Birds of Australia: A Photographic Guide by Iain Campbell | Sam Woods |Nick Leseberg | Geoff Jones (Illustrator) | Paperback | November 2014 | Princeton University Press | ISBN: 9780691157276

The Publisher’s View: Australia is home to a spectacular diversity of birdlife, from parrots and penguins to emus and vibrant passerines. Birds of Australia covers all 714 species of resident birds and regularly occurring migrants and features more than 1,100 stunning color photographs, including many photos of subspecies and plumage variations never before seen in a field guide. Detailed facing-page species accounts describe key identification features such as size, plumage, distribution, behavior, and voice. This one-of-a-kind guide also provides extensive habitat descriptions with a large number of accompanying photos. The text relies on the very latest IOC taxonomy and the distribution maps incorporate the most current mapping data, making this the most up-to-date guide to Australian birds.

The Author: Iain Campbell, a native of Australia, is builder of the Tandayapa Bird Lodge in Ecuador and cofounder of Tropical Birding, which leads bird and wildlife tours around the world.

Sam Woods and Nick Leseberg are nature guides for Tropical Birding. Campbell and Woods are the authors of Wildlife of Australia.

Fatbirder View: I was going to say nothing, or at least remind my followers of my prejudice against photographic fieldguides.
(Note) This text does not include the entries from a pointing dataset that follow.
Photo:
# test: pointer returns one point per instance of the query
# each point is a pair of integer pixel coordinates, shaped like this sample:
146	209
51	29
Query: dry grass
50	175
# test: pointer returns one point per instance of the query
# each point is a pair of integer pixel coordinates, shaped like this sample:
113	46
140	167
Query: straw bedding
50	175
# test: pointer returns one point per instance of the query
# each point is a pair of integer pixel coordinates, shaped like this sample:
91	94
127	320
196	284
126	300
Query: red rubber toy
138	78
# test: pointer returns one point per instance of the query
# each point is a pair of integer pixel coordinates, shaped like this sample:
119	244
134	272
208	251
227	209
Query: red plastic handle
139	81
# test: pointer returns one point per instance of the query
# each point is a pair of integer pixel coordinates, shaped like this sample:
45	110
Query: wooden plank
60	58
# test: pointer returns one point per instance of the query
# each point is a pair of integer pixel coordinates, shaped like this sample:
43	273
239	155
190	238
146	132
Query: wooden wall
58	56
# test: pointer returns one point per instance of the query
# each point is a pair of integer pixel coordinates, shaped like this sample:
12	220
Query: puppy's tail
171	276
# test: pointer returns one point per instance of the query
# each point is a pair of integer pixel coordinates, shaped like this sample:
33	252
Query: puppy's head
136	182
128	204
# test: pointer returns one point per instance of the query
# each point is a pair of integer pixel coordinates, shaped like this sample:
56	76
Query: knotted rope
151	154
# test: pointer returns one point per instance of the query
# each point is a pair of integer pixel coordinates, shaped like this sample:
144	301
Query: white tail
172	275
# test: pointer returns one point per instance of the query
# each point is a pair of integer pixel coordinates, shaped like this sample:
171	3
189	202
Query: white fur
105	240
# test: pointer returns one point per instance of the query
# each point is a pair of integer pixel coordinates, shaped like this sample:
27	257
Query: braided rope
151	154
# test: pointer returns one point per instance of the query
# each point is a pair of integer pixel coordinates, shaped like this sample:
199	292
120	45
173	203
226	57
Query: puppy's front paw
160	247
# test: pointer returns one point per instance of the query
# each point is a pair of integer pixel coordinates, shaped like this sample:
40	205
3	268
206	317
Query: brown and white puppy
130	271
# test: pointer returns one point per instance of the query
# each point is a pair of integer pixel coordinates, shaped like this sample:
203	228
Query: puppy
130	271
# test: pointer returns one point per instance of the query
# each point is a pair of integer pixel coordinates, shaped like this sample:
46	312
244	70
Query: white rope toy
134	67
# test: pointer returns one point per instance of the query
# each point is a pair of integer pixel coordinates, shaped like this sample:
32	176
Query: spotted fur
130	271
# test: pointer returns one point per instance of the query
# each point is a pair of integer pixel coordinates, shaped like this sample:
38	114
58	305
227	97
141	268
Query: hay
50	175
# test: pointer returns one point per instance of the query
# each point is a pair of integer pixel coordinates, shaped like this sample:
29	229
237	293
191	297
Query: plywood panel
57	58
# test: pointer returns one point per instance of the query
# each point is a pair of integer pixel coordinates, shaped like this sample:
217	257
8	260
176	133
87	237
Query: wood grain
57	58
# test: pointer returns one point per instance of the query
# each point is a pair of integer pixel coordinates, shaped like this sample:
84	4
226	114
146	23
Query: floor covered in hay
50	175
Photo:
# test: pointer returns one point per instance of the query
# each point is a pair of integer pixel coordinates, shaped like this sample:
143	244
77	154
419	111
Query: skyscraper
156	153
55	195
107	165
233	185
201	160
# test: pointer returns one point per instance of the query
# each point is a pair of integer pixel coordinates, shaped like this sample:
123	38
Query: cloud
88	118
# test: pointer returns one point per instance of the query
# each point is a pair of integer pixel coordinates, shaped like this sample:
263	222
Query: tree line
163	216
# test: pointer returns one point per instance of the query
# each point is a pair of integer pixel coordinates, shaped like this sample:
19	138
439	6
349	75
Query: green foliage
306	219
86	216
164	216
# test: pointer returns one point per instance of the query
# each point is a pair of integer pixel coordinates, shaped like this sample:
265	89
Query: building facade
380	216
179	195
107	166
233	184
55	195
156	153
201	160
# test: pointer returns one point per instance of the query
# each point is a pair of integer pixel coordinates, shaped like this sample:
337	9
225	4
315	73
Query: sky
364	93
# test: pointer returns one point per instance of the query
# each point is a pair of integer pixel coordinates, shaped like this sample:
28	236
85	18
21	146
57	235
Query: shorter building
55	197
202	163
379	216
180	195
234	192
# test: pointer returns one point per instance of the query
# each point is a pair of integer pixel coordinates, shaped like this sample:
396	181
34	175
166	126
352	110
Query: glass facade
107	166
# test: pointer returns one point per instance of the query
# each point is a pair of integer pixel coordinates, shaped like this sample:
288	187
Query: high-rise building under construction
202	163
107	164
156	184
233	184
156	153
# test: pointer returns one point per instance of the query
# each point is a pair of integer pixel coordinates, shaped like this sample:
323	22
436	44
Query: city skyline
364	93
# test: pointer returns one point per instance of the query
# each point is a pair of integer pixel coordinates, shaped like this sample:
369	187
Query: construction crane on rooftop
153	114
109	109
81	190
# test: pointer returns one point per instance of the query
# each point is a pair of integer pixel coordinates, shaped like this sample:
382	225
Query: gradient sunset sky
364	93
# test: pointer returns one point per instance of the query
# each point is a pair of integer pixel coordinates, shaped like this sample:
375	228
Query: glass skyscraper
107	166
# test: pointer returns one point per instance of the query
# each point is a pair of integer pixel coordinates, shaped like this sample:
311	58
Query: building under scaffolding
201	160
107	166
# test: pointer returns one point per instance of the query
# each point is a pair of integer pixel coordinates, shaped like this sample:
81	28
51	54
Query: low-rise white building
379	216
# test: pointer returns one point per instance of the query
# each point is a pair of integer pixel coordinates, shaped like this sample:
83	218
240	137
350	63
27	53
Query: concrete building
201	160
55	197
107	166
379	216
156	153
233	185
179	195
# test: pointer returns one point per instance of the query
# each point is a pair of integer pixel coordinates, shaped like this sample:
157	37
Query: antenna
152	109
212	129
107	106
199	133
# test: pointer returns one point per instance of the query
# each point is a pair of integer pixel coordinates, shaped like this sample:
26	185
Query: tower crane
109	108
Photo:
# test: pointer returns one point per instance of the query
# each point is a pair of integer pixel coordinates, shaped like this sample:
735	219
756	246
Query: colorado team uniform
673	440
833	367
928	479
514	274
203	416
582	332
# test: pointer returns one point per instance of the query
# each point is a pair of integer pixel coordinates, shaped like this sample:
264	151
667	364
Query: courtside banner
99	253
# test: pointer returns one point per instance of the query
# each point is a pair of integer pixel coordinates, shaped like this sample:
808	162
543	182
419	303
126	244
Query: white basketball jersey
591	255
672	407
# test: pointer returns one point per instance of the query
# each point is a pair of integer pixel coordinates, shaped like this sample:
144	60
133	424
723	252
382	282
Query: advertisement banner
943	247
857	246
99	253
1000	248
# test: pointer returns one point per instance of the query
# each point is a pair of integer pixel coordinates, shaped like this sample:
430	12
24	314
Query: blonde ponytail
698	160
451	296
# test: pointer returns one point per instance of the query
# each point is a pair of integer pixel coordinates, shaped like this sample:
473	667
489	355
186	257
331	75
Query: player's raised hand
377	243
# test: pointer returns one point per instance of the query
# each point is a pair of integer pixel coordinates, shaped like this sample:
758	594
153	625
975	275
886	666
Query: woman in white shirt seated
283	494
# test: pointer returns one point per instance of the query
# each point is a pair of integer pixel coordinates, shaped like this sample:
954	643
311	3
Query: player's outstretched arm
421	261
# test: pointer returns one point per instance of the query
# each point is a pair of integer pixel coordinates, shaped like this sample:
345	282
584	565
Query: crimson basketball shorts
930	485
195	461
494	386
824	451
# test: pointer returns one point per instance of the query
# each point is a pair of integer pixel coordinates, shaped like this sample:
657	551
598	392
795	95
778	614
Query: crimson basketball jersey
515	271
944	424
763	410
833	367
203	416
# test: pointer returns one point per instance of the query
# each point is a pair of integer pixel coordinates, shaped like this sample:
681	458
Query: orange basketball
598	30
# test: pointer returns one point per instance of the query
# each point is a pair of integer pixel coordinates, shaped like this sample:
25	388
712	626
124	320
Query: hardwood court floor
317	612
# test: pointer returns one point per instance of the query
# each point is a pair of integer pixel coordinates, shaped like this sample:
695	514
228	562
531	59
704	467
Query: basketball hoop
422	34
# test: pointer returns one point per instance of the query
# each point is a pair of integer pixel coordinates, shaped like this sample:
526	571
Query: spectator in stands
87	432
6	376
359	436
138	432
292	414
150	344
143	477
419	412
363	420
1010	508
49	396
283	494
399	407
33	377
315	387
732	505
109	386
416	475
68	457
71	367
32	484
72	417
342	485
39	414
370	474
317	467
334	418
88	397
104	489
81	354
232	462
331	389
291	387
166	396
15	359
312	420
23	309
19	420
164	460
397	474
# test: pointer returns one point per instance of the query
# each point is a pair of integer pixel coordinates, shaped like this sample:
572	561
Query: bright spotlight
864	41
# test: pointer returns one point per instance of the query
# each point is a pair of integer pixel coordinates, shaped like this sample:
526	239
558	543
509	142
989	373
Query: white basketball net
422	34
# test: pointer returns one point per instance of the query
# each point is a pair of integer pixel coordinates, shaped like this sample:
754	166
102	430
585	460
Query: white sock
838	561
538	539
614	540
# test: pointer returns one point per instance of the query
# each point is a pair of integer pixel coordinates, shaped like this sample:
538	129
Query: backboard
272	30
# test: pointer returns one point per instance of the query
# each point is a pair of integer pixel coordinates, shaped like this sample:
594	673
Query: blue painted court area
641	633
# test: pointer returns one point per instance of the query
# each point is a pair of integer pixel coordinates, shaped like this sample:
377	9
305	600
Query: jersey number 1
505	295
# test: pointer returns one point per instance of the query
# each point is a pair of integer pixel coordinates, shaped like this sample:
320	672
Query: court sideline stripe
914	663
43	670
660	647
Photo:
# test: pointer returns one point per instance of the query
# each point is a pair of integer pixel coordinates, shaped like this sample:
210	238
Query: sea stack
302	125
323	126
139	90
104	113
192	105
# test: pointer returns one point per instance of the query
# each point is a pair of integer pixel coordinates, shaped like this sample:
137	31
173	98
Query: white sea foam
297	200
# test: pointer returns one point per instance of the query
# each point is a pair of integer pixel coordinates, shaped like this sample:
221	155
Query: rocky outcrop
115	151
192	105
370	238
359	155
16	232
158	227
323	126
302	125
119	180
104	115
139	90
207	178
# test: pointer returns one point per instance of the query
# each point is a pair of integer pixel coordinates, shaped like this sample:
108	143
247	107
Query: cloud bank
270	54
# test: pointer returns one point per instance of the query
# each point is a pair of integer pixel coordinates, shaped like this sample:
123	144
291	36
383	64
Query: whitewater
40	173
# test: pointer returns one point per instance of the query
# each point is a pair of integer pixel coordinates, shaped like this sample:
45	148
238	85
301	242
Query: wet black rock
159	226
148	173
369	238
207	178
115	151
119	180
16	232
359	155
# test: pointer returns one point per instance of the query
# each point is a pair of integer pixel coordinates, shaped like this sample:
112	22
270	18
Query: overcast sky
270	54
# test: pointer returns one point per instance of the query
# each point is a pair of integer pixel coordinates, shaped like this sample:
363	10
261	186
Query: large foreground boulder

Perhaps I would have said this adds nothing to the already crowded Australian fieldguide canon. The truth is the pictures are not remarkable, how can they be when each is so small. You can detect that some would be fine stand-alone photos and others would be competent and others still, well, not much cop really. But the truth is its worse than that. They are misleading. When an artist creates a plate of certain species he or she will create them to scale and so the plate will show relative size. Stick a lot of photos together and you get total distortion so a page or pigeons shows Diamond Dove (7.5-9 inches) larger than the Crested Pigeon (12-14 inches). You cannot compare like with like as all the birds are, naturally enough, shown in different poses. Some birds are sat others in flight and so on.

I think, if I wanted to showcase some of the wonderful Australian bird photographers (a couple of whom regularly appear on Fatbirder) then I might attempt a book on a bird family or two with the best photos displayed on a page of its own and make sure the printing processes did not detract from that excellence.

You pay your money so you make the choice, its not one for me.